Prudential chairman Harvey McGrath said in an interview on Friday that no heads would roll at the British insurer after it abandoned an ambitious takeover of AIG’s Asian unit AIA.
“The board is completely behind the management team. No one has offered to resign and no one has been asked to resign,” McGrath told the Financial Times. The aborted takeover had been masterminded by Prudential chief executive Tidjane Thiam and many commentators said his career had been badly tarnished.
“There are a couple of shareholders calling for change, but they are outliers. The vast majority of our biggest investors are saying they don’t want to see change at the top,” McGrath added. “They are supportive of management and of Tidjane, who they have seen as (Chief financial officer) help to drive the performance of the group.” Prudential’s decision on Wednesday to abandon the takeover came after AIG refused to cut the price tag from 35.5 billion dollars (29 billion euros) to nearer 30 billion dollars.
McGrath said the top team at Prudential was “quite devastated” when it heard AIG had rejected the renegotiated price. “But we were not worried at all about our positions,” he said. Thiam, who became chief executive in October 2009, was formerly Prudential’s financial chief. He told the Financial Times: “It is a clever thing to try and connect my inability to seal a 35-billion-dollar deal with my broad ability to run a company, but it is a fallacy.
“To say I’m inexperienced in running a 35-billion-dollar transaction, that’s true. Not many have experience of running a 35-billion-dollar transaction.” The collapsed AIA deal cost Prudential around 450 million pounds (540 million euros, 660 million dollars). McGrath said: “This was an ‘in-strategy’ transaction and was an acceleration of the focus on growing the business in Asia. “Just because this transaction … did not work — or failed if you want to say that — it doesn’t mean that the underlying strategy has a problem.

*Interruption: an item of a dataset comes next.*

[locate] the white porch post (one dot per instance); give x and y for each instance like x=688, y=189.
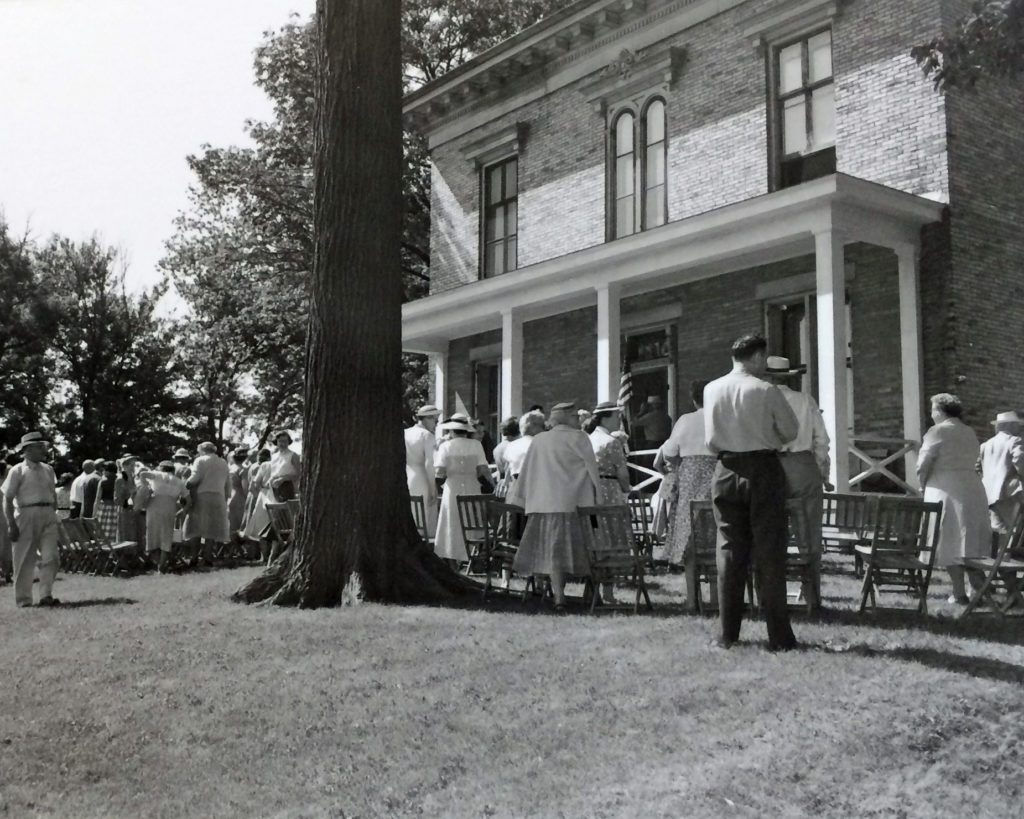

“The boards understand that and are behind the strategy and were behind the transaction.” Despite the collapse of the AIA deal, Thiam had stressed earlier this week that Prudential would maintain a strong focus on growing its business in Asia.
He also said the group’s existing Asian business had helped it deliver a “record performance” in the first quarter of 2010. The acquisition of AIA would have doubled the size of Prudential and transformed it into the world’s top non-Chinese insurer by market capitalisation, ahead of major competitors Allianz and AXA.
Sales in Asia make up half of Prudential’s new contracts across a number of countries including China, India, Indonesia, Malaysia and Thailand. The company also has a strong presence in Britain and the United States.